今回は、幹と樹肌に特徴のある樹「ネジキ」を紹介します。
その特徴とは幹が縦にねじれ、同様に樹肌の模様もねじれていることです。
比較的まばらな林の中や岩場に生える、ツツジ科ネジキ属の高さ3〜7mの落葉小高木で、本州(山形県、福島県以南)、四国、九州に分布します。
この樹は同じツツジ科のアセビ(馬酔木)同様の有毒植物で、この葉っぱを食べた牛や馬などが原因不明の病気「霧酔病」に罹り、問題になったようです。口に入れない限り、ちょっと触れたりする程度ではまったく実害はありません。
- 若い枝は無毛ですが、長さ5〜15mmの葉柄には柔らかい毛が散らばるように生えています。
- 葉身は卵形又は長卵形で薄く、大きさは長さ4〜10cm、幅1.5〜5cmほどあります。
- 先は細長くて鋭く尖っており、基部は円形または浅い心形をしています。
花期は5月中旬〜6月下旬ですが、西沢渓谷は標高が高いため見頃は5月下旬以降です。前年の枝の腋から細長い総状花序を横に伸ばして、多数の花が下向きに垂れ下がります。
- 花序軸は、無毛です。
- 花柄は長さ1〜2mmで、短い毛がまばらに生えています。
- 萼片(がくへん)は広鐘形をしており深く5つに裂け、その裂片は三角形で先は尖って、その長さは約1mm程度です。

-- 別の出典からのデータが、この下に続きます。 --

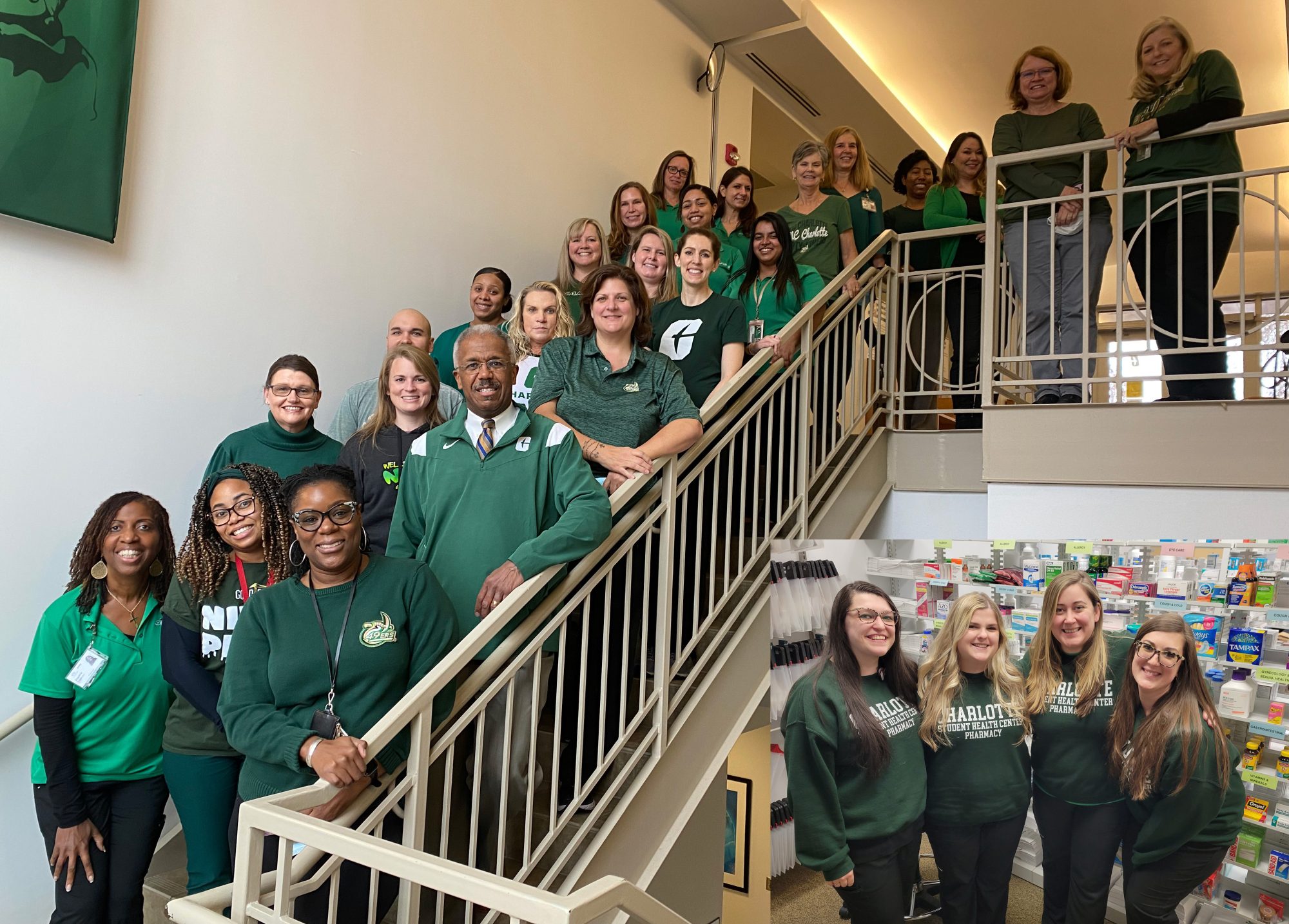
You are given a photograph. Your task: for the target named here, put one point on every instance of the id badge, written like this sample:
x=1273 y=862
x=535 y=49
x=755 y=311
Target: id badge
x=325 y=725
x=88 y=667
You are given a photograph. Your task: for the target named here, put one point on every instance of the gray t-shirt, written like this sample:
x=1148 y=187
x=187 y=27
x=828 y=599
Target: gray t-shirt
x=360 y=403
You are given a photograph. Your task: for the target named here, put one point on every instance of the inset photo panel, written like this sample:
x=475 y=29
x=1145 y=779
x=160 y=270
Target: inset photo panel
x=1013 y=731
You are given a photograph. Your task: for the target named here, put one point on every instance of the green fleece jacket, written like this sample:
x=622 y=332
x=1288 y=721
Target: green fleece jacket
x=274 y=448
x=1206 y=813
x=533 y=501
x=832 y=797
x=276 y=675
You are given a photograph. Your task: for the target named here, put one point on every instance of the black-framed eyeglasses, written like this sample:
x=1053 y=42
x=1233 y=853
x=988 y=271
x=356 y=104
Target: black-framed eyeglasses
x=243 y=508
x=871 y=615
x=1147 y=651
x=310 y=521
x=302 y=394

- 花冠は白色の鐘形で、先の方はやや細くなっています。長さは7〜8mm。径が3〜4mmあって先の方は浅く5つに裂け、裂片は広卵形で反り曲がっています。(下の写真;左端の花)
- 雄蕊(おしべ)は10本あります。
- 花糸は途中で1回蛇行しており、上部の背面に2本の刺状突起があります。
- 葯(やく)は先が斜めに尖って開孔します。
- 子房(しぼう)には白い軟毛がありますが、花柱には毛がありません。
- 実(朔果)は径が約3mmの球形で、縦に走る太い条が5本ついています。
新緑のなか、連なって垂れ下がる「ネジキ」の白い花を探してみてください。